I found an article today that described some people testing dice to figure out how random they actually are. The people writing the article rolled two different d20s made by different manufacturers to see if one manufacturers claims of better randomness were actually warranted. Unlike many gamers I know they did not use a sample size of four to decide if a die is fair or not - they rolled the dice 10,000 times and recorded the results. It turns out that the d20s they tested were quite biased, with many numbers showing up 20% too often or too little, which is extraordinarily unlikely in a sample set that large if the die was indeed truly random. The die with the more grandoise claims to true randomness was generally better distributed except that the number 14 was extremely underrepresented due to a bump on the opposite side of the die. One would assume that if that bump were shaved off expertly then it would in fact be the better randomization engine.
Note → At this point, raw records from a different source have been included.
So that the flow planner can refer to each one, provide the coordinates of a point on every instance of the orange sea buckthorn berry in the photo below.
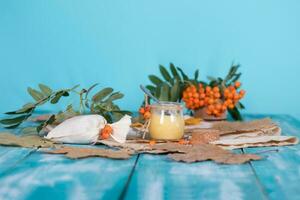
(231, 88)
(237, 84)
(183, 142)
(142, 111)
(210, 101)
(224, 107)
(196, 95)
(230, 95)
(147, 115)
(231, 106)
(216, 89)
(208, 112)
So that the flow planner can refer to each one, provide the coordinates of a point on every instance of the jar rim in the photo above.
(167, 105)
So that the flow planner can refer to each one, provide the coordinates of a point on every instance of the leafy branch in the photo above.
(172, 83)
(101, 103)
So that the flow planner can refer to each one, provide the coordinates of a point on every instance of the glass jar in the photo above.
(166, 121)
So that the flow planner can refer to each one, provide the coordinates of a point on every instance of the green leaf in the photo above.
(56, 97)
(115, 96)
(236, 77)
(164, 92)
(155, 80)
(90, 89)
(50, 120)
(174, 71)
(36, 95)
(184, 76)
(30, 130)
(102, 94)
(45, 89)
(15, 120)
(165, 73)
(151, 88)
(175, 91)
(27, 108)
(235, 114)
(196, 75)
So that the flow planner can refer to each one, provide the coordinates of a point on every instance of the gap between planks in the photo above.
(258, 182)
(124, 191)
(18, 162)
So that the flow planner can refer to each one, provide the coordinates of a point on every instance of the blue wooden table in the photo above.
(30, 174)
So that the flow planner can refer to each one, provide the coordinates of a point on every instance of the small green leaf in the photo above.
(36, 95)
(115, 96)
(184, 76)
(235, 114)
(151, 88)
(27, 108)
(164, 92)
(102, 94)
(155, 80)
(90, 89)
(45, 89)
(174, 71)
(175, 91)
(30, 130)
(196, 75)
(165, 73)
(58, 95)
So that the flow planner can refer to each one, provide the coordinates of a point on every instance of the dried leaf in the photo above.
(204, 136)
(239, 127)
(78, 152)
(205, 152)
(28, 141)
(260, 141)
(192, 121)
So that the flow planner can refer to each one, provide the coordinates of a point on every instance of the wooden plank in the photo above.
(45, 176)
(279, 172)
(157, 177)
(12, 156)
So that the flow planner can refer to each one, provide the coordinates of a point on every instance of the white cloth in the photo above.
(85, 129)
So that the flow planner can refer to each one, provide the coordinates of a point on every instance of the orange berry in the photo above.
(210, 107)
(210, 101)
(231, 106)
(208, 89)
(216, 89)
(147, 108)
(237, 84)
(147, 115)
(208, 112)
(196, 95)
(142, 110)
(215, 112)
(218, 106)
(231, 88)
(217, 95)
(183, 142)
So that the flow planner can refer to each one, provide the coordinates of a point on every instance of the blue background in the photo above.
(119, 42)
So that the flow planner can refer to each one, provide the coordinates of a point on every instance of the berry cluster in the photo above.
(145, 112)
(106, 132)
(213, 99)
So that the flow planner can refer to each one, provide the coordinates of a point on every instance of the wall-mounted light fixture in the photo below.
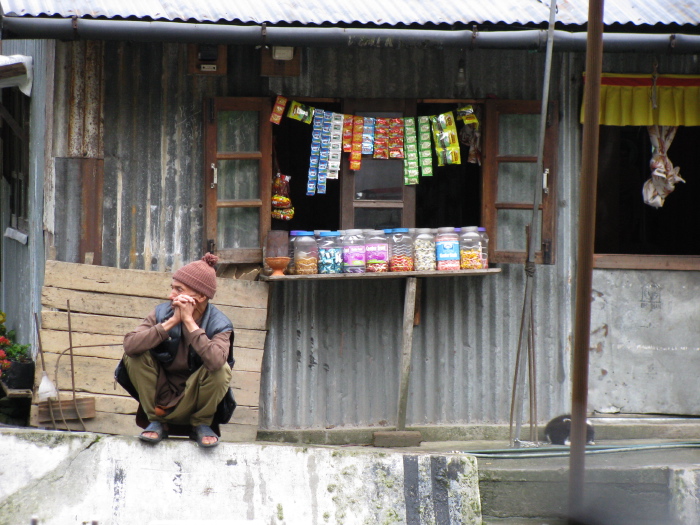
(206, 59)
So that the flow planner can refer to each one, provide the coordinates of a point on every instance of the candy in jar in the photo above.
(330, 253)
(377, 252)
(470, 248)
(305, 254)
(353, 252)
(447, 249)
(424, 250)
(401, 251)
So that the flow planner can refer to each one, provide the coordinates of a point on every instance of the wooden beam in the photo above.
(409, 310)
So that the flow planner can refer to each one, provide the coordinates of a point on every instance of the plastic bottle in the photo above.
(447, 249)
(470, 248)
(305, 254)
(330, 253)
(484, 248)
(424, 250)
(401, 251)
(353, 252)
(377, 252)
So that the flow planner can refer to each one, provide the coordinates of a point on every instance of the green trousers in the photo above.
(203, 391)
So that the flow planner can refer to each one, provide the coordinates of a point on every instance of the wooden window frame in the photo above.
(14, 111)
(493, 109)
(263, 106)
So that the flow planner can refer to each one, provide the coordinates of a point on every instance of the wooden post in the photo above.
(409, 310)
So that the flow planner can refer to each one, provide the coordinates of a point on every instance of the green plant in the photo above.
(10, 350)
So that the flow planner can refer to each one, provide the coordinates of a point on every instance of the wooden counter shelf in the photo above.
(378, 275)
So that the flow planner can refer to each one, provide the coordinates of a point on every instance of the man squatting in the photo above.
(180, 373)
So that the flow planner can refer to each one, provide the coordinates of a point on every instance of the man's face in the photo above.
(177, 288)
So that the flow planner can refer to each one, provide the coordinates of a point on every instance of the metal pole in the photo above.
(584, 268)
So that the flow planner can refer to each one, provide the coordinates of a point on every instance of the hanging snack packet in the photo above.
(425, 153)
(446, 140)
(381, 138)
(356, 145)
(347, 133)
(466, 114)
(315, 158)
(278, 110)
(368, 136)
(280, 191)
(299, 111)
(336, 146)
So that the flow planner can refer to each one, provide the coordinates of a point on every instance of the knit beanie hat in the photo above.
(199, 275)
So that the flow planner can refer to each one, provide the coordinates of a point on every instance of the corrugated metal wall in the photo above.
(23, 264)
(332, 350)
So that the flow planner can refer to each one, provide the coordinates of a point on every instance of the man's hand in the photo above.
(185, 306)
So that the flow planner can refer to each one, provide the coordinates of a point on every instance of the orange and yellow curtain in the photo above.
(649, 100)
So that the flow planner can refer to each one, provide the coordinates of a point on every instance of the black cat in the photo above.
(558, 431)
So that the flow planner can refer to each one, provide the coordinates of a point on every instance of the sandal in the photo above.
(201, 431)
(157, 428)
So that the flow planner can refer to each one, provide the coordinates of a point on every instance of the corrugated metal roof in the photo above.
(365, 12)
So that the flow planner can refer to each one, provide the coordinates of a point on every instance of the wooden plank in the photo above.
(96, 376)
(88, 323)
(406, 347)
(120, 326)
(98, 345)
(52, 410)
(140, 283)
(126, 306)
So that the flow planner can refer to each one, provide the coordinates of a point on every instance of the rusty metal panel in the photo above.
(21, 275)
(389, 12)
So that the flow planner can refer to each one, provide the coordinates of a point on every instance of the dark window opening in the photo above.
(292, 146)
(624, 223)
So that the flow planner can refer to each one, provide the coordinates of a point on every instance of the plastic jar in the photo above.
(377, 252)
(470, 248)
(292, 238)
(330, 253)
(401, 259)
(353, 252)
(305, 254)
(447, 249)
(484, 248)
(424, 250)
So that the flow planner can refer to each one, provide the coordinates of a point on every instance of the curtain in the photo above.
(648, 100)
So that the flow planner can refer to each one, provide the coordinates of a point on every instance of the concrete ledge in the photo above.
(66, 478)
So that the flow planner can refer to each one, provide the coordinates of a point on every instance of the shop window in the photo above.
(497, 193)
(15, 154)
(237, 177)
(631, 234)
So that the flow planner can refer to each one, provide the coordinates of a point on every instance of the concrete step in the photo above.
(642, 485)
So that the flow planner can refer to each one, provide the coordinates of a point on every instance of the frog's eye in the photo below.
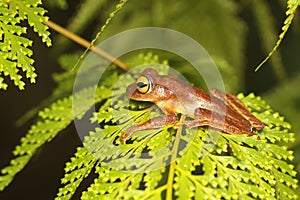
(144, 84)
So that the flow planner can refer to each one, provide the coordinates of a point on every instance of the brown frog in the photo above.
(220, 111)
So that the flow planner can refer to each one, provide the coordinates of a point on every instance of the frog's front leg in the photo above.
(156, 122)
(217, 121)
(238, 106)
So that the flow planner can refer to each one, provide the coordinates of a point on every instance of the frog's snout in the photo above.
(131, 89)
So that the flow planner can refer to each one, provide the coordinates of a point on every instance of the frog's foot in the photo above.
(178, 125)
(124, 137)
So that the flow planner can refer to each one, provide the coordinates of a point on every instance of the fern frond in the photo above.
(53, 119)
(236, 167)
(76, 170)
(15, 53)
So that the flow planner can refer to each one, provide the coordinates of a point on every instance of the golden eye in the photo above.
(144, 84)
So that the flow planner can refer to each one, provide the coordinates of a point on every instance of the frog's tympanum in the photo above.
(220, 111)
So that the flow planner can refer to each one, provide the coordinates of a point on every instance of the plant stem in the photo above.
(170, 181)
(86, 44)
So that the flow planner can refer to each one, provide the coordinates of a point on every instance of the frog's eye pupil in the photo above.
(141, 84)
(144, 84)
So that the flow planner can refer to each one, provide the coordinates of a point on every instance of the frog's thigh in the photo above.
(202, 118)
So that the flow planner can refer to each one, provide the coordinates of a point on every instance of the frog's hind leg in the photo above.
(239, 107)
(205, 117)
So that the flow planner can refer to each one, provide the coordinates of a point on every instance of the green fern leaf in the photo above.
(237, 166)
(15, 54)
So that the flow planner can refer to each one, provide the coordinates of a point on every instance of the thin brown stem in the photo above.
(86, 44)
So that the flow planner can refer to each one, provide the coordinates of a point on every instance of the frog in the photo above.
(215, 109)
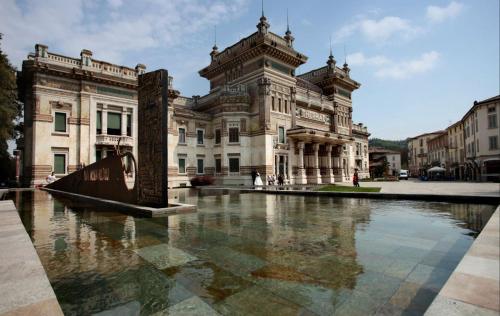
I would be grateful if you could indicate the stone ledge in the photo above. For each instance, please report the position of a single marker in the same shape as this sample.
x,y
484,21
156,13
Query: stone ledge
x,y
24,286
137,210
483,199
474,286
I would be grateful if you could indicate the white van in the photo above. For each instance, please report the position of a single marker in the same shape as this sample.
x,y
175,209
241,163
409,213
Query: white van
x,y
403,174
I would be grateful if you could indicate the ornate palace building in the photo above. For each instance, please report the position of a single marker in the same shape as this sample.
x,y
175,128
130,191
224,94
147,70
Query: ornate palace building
x,y
258,115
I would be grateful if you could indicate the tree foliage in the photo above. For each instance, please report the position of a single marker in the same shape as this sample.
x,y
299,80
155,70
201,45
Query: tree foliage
x,y
10,110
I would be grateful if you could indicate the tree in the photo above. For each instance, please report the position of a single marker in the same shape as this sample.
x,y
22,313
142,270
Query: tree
x,y
10,111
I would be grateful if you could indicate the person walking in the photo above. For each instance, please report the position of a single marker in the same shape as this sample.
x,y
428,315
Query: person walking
x,y
355,179
254,176
51,178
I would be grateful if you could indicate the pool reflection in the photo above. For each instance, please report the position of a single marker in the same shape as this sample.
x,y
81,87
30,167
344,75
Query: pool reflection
x,y
251,253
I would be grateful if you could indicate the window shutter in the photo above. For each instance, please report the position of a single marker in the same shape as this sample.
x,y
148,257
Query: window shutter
x,y
114,120
60,122
59,163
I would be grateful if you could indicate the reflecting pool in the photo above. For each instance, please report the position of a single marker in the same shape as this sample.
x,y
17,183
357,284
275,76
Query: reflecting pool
x,y
251,254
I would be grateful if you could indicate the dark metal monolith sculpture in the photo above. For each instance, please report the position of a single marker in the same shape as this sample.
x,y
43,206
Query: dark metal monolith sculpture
x,y
109,178
152,139
105,179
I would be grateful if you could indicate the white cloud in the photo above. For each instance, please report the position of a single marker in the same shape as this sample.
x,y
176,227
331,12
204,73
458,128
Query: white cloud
x,y
439,14
359,59
406,69
380,30
305,22
134,26
115,3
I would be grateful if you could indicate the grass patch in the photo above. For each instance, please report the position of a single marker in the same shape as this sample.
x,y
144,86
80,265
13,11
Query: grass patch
x,y
342,188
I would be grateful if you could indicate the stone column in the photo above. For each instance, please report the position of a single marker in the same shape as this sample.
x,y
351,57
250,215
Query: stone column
x,y
301,172
335,123
350,121
337,164
124,122
293,105
328,177
104,119
316,175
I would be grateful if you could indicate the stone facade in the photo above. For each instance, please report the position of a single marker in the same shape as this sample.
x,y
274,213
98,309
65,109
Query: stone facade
x,y
418,161
482,140
438,150
68,103
456,151
257,115
469,149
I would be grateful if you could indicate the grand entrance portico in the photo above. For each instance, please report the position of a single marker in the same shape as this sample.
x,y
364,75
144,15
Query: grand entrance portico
x,y
321,156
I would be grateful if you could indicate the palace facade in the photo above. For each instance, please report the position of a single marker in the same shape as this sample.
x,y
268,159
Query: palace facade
x,y
258,115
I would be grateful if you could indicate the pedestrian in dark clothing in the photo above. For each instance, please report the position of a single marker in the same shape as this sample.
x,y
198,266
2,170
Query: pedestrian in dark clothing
x,y
254,176
355,179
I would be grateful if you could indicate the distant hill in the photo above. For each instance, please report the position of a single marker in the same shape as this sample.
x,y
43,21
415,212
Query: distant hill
x,y
396,145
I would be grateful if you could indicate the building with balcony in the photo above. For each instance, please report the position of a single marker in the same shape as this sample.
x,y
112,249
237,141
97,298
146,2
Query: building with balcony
x,y
418,161
438,150
456,151
380,157
258,115
76,110
481,139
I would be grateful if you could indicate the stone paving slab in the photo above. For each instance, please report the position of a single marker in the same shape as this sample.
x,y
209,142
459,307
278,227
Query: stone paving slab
x,y
474,286
24,286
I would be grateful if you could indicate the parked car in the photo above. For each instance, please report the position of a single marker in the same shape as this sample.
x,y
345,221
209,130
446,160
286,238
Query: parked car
x,y
403,175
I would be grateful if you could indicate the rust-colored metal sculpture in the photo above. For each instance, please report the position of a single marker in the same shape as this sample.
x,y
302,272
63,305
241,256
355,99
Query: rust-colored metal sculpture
x,y
106,179
152,138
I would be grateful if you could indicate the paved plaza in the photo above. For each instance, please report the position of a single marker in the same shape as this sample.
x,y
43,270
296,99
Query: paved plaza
x,y
414,186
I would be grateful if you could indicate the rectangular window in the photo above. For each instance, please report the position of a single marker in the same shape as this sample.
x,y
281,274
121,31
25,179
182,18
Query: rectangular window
x,y
234,135
218,165
493,142
182,135
199,166
182,165
98,123
199,136
492,121
281,135
114,123
129,124
234,164
60,122
59,163
217,136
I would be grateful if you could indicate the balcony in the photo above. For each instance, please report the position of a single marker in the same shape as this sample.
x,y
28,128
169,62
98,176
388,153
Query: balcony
x,y
112,140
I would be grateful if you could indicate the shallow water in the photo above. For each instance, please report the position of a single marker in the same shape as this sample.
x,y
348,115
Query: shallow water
x,y
251,254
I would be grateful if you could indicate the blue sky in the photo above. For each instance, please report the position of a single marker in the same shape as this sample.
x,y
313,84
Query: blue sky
x,y
421,63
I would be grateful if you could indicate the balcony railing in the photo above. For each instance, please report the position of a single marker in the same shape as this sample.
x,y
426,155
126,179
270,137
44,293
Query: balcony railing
x,y
113,140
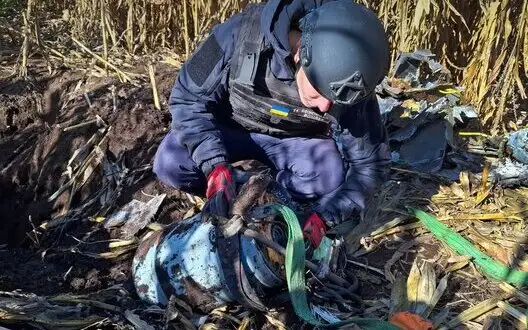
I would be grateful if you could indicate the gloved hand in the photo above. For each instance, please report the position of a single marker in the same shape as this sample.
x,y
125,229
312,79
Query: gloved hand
x,y
314,229
220,191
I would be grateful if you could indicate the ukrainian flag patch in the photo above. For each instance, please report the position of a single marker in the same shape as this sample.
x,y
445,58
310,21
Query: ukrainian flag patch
x,y
279,110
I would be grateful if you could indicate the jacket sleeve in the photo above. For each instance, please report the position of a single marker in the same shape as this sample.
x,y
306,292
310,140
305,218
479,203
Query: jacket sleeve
x,y
200,91
363,144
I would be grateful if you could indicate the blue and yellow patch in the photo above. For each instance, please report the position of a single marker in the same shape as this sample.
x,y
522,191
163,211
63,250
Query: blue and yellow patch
x,y
279,110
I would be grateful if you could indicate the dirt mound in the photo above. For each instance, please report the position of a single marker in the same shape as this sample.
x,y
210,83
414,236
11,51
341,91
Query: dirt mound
x,y
43,121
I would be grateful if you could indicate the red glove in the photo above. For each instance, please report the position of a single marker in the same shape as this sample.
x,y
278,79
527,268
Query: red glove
x,y
314,229
220,179
220,191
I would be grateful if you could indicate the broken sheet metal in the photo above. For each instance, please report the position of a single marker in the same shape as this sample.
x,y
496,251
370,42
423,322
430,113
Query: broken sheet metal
x,y
420,70
134,216
426,151
518,145
183,259
509,173
420,107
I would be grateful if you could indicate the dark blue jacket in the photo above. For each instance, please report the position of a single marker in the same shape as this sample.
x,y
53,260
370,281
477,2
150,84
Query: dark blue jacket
x,y
201,92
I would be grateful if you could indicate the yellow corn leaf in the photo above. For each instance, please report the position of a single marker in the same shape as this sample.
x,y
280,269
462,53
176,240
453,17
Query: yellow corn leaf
x,y
464,183
512,290
426,288
487,216
421,11
439,291
483,183
454,10
520,85
523,318
507,26
525,54
412,285
474,312
457,190
449,91
410,104
498,65
398,299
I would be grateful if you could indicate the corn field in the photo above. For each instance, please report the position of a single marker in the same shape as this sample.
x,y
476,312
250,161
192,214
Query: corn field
x,y
483,43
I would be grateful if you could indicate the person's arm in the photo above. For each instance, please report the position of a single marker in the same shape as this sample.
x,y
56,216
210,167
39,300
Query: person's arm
x,y
364,147
200,89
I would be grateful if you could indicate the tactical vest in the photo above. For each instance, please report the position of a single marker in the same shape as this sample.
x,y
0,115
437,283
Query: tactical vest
x,y
261,102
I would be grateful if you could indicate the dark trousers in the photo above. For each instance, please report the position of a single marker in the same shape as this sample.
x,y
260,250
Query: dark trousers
x,y
308,167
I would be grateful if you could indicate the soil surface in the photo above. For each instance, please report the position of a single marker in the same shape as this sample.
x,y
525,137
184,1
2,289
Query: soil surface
x,y
34,151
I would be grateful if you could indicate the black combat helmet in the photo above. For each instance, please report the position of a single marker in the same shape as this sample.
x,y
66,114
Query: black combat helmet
x,y
344,51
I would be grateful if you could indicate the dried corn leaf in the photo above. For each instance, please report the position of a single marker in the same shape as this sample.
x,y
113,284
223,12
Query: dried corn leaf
x,y
465,184
438,292
457,190
426,288
513,291
520,316
492,249
413,281
475,311
398,300
397,255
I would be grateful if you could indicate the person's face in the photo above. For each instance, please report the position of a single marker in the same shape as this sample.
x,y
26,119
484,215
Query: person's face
x,y
309,96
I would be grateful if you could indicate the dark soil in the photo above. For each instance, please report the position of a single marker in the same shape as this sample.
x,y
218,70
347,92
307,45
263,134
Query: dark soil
x,y
34,151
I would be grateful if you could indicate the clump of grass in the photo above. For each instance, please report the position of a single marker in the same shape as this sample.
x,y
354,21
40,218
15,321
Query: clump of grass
x,y
484,43
498,69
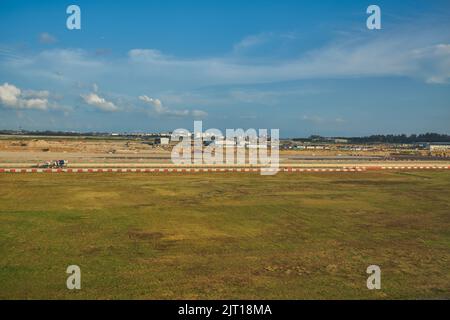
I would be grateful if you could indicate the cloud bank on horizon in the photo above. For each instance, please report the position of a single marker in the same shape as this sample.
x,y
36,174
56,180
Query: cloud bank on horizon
x,y
337,82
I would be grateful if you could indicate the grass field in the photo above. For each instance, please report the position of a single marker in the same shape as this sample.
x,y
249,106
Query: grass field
x,y
239,236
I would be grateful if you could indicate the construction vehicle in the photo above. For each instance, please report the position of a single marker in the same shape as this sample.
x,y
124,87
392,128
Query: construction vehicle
x,y
54,164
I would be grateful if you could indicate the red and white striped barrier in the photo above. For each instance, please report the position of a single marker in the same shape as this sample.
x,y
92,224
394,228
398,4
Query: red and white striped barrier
x,y
203,170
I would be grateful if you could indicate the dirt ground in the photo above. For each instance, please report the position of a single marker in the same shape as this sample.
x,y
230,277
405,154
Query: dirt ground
x,y
84,152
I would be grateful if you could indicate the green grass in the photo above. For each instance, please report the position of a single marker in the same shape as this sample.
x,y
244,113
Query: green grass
x,y
231,236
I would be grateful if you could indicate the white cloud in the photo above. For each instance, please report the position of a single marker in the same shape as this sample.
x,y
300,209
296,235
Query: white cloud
x,y
46,38
160,109
13,97
95,100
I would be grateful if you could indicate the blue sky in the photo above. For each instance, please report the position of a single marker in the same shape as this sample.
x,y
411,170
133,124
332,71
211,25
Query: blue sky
x,y
305,67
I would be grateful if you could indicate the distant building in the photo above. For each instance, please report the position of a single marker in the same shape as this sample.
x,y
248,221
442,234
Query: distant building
x,y
162,141
439,146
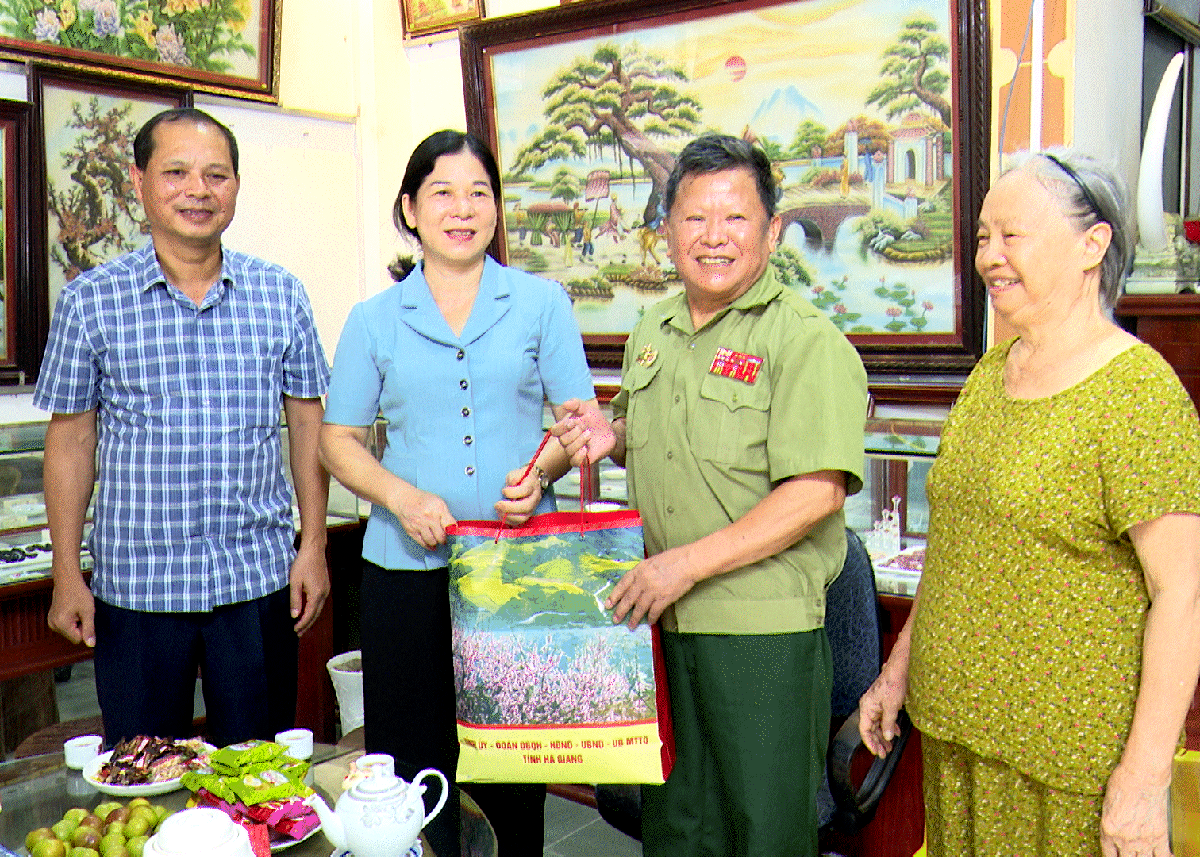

The simple thing we can take away from this is that cheaply made dice with numbers carved into them are not as random as we would like when rolled by humans. They *are* loaded. But they *aren't* loaded in the way people tend to complain about. The results were scattered about without any particular tendency to high rolling or low rolling. Neither of the dice were especially good or bad, and they definitely weren't good or bad enough that anyone could have been sure about it without hundreds or thousands of carefully recorded rolls.
Thing is though, we don't actually care very much how good the randomization quality actually is. People buy dice because they are pretty, feel good, and are easy to read. I am a numbers geek and still if you offered me the die with bigger claims to true randomness I would turn it down. It has sharp corners, numbers that are hard to read, and doesn't look as nice. I am rolling dice in part because I want a random number generator, and in part because I like the experience. I could use an app to generate much better random numbers and I do not do that - in fact I don't even consider it.
I want to roll dem dice!
There would certainly be a point where a die was simply too unfair for me to be willing to use it. A die that generated 10% 20s, 0% 1s, and was otherwise fair would be far too loaded for me to be willing to use it, even though it would be to my advantage to do so. That said, if a die isn't actually really loaded towards being good or bad then I don't much care if all the results are equally likely.
If I wanted perfection I would use an algorithm. I want to toss sparkly, colourful bits of plastic around and use that to decide my results, and so that is what I do.